October 05, 2004|Globe Correspondent

Chronicles: Volume One, By Bob Dylan, Simon & Schuster, 304 pp., $24

The first volume of Bob Dylan's ornery autobiography is a fascinating, maddening time-travel ride. Though oddly structured and lacking context, the book's easy, conversational style still makes "Chronicles: Volume One" engaging. In the end, it's easy enough to forgive its jumpy chronology and to excuse how much Dylan leaves unexplained.

Ambiguity and mystery, so potent here, have long been key to Dylan's mojo.

"Chronicles" stresses Dylan's life in New York in the early '60s and highlights "New Morning," a 1970 album, and "Oh Mercy," a 1989 disk that Daniel Lanois produced. It touches winningly, if fleetingly, on Dylan's early years in Minnesota's Iron Range and artfully weaves the artistic and the historical.

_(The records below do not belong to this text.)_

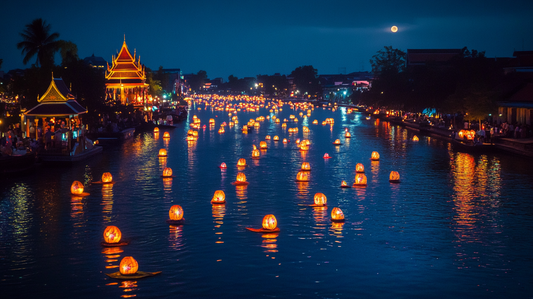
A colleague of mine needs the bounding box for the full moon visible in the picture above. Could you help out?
[391,26,398,33]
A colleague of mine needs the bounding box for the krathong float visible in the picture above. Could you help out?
[300,162,311,171]
[153,127,159,133]
[92,172,115,184]
[295,171,310,182]
[71,181,89,196]
[389,171,401,183]
[246,214,280,233]
[106,256,161,280]
[158,148,168,157]
[101,225,129,247]
[166,205,185,225]
[282,138,288,144]
[333,139,341,145]
[412,135,419,142]
[232,172,249,186]
[161,167,175,178]
[353,173,367,187]
[237,158,247,168]
[310,192,327,207]
[458,129,476,140]
[370,151,380,161]
[323,153,332,159]
[219,162,227,169]
[259,141,267,149]
[265,135,271,140]
[312,120,318,124]
[252,149,260,159]
[211,190,226,204]
[345,131,351,138]
[273,135,279,141]
[355,163,365,173]
[163,132,170,139]
[340,180,351,188]
[331,207,345,222]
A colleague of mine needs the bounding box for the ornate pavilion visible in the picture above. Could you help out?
[105,38,148,107]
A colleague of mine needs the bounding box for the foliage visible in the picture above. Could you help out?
[145,67,162,97]
[370,46,406,78]
[58,40,79,66]
[189,70,208,91]
[17,18,60,70]
[289,65,320,97]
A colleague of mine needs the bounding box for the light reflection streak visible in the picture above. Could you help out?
[101,184,114,223]
[169,225,184,250]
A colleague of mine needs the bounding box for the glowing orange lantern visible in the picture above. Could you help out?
[301,162,311,171]
[331,207,345,222]
[158,148,168,157]
[70,181,87,195]
[353,173,367,187]
[119,256,139,275]
[252,149,260,159]
[356,163,365,173]
[262,214,278,230]
[273,135,279,141]
[265,135,271,140]
[162,167,173,178]
[211,190,226,204]
[237,158,247,167]
[323,153,332,159]
[345,132,351,138]
[102,172,113,183]
[412,135,419,142]
[163,132,170,139]
[103,225,122,244]
[260,141,267,149]
[295,171,310,182]
[389,171,400,183]
[153,127,159,133]
[312,120,318,124]
[233,172,249,185]
[333,139,341,145]
[340,180,351,188]
[219,162,227,169]
[282,138,288,144]
[311,192,327,206]
[371,151,380,161]
[218,127,225,134]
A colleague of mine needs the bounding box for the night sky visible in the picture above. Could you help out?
[1,0,532,79]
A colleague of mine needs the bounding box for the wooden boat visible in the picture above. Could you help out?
[451,139,493,153]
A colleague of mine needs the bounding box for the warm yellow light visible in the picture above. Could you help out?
[169,205,184,221]
[158,148,167,157]
[391,26,398,33]
[262,214,278,230]
[313,193,327,206]
[331,207,345,221]
[301,162,311,171]
[371,151,380,161]
[389,171,400,183]
[102,172,113,183]
[356,163,365,173]
[119,256,139,275]
[211,190,226,204]
[103,226,122,243]
[296,171,310,182]
[237,158,247,167]
[71,181,84,195]
[162,167,173,177]
[354,173,367,186]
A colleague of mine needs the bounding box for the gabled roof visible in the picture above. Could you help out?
[25,100,87,117]
[105,38,146,85]
[39,77,75,103]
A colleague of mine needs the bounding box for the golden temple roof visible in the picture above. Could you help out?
[105,38,147,86]
[39,76,76,103]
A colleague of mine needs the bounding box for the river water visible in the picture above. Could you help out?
[1,101,533,298]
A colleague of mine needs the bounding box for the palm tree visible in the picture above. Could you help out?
[17,18,60,68]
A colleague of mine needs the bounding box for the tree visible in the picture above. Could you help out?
[370,46,406,78]
[189,70,208,92]
[17,18,60,69]
[289,65,320,98]
[145,67,162,97]
[58,40,79,66]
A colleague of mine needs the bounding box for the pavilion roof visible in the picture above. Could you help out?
[25,100,86,117]
[39,77,76,103]
[105,38,146,85]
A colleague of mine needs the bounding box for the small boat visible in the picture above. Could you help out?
[451,139,493,153]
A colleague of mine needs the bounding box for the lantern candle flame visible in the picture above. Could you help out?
[71,181,89,196]
[355,163,365,173]
[331,207,345,222]
[371,151,380,161]
[158,148,168,157]
[167,205,185,225]
[211,190,226,204]
[389,171,401,183]
[311,192,327,206]
[232,172,250,186]
[353,173,367,187]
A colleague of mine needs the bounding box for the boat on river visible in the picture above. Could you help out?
[451,138,493,153]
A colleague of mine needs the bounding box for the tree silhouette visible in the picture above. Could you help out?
[17,18,60,69]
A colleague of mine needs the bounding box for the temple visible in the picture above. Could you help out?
[105,37,148,107]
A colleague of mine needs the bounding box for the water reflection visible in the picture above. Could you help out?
[169,225,184,250]
[213,204,225,244]
[261,233,279,254]
[101,184,114,223]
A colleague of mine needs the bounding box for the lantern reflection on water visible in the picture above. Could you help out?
[295,171,310,182]
[389,171,401,183]
[356,163,365,173]
[167,205,185,225]
[237,158,247,167]
[211,190,226,204]
[353,173,367,187]
[158,148,168,157]
[311,192,327,206]
[371,151,380,161]
[233,172,249,185]
[301,162,311,171]
[331,207,345,222]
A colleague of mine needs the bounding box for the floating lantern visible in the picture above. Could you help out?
[161,167,174,178]
[282,138,288,144]
[187,135,196,141]
[323,153,332,159]
[331,207,345,222]
[253,145,258,150]
[303,126,310,133]
[295,171,310,182]
[211,190,226,204]
[237,158,247,167]
[102,172,113,183]
[389,171,400,183]
[158,148,168,157]
[103,226,121,243]
[281,123,287,129]
[312,120,318,124]
[300,143,309,151]
[340,180,351,188]
[273,135,279,141]
[218,127,225,134]
[345,132,351,138]
[209,118,215,125]
[167,205,185,225]
[71,181,89,196]
[246,214,280,233]
[252,149,260,159]
[353,173,367,187]
[356,163,365,173]
[265,135,271,140]
[412,135,419,142]
[311,192,327,206]
[219,162,227,169]
[260,141,267,149]
[153,127,159,133]
[275,118,280,124]
[232,172,249,186]
[241,125,248,133]
[163,132,170,139]
[119,256,139,275]
[333,139,341,145]
[301,162,311,171]
[370,151,380,161]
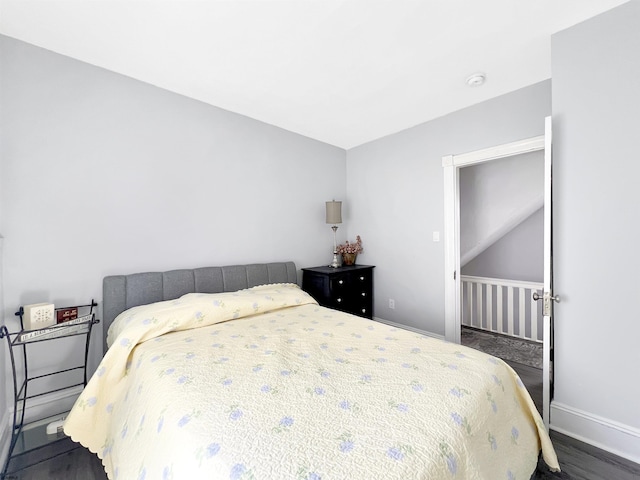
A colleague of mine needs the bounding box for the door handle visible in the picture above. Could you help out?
[533,292,560,303]
[533,291,560,316]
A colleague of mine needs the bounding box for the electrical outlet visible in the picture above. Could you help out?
[389,299,395,309]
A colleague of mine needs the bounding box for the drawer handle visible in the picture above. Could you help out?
[337,298,342,303]
[361,292,366,297]
[338,280,344,285]
[359,276,365,281]
[361,308,366,313]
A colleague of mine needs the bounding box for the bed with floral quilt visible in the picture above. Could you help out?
[65,275,559,479]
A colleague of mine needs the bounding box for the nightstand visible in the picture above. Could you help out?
[301,265,375,319]
[0,301,99,478]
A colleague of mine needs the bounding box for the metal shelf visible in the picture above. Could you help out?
[0,300,99,479]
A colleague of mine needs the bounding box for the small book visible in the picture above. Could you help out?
[18,314,93,342]
[30,324,90,341]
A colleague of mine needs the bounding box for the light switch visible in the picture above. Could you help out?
[433,231,440,242]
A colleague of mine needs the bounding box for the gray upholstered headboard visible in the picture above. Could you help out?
[102,262,297,354]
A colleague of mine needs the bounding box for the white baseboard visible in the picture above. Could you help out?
[551,401,640,465]
[0,386,82,470]
[21,386,83,424]
[0,408,10,473]
[373,317,445,341]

Explaining "Everything Is Broken," an "Oh Mercy" tune, Dylan writes, "Danny didn't have to swamp it up too much, it was already swamped up pretty good when it came to him. Critics usually didn't like a song like this coming out of me because it didn't seem to be autobiographical. Maybe not, but the stuff I write does come from an autobiographical place."

That unamplified statement is nearly as tantalizingly vague as the praise Dylan bestows on his wife as he explores New Orleans during the "Oh Mercy" recording days. He recalls, "The one thing about her that I always loved was that she was never one of those people who thinks that someone else is the answer to their happiness. Me or anybody else. She's always had her own happiness."

But the question is, which wife? Although Dylan, who was divorced from first wife Sara in 1977, never identifies his wife or children here, he gives the impression of being a family man fighting to protect his brood from the slings and arrows of his outrageous celebrity. Dealing with the kind of spin that politicians envy, such "factuality" guards Dylan's privacy but also whets the appetite for more color and truth.

He is more explicit about the cultural landscape. We learn that for him the Civil War is "the all-encompassing template behind everything that I would write," that mysterious bluesman Robert Johnson is a touchstone, and that roots songwriter Woody Guthrie is a role model.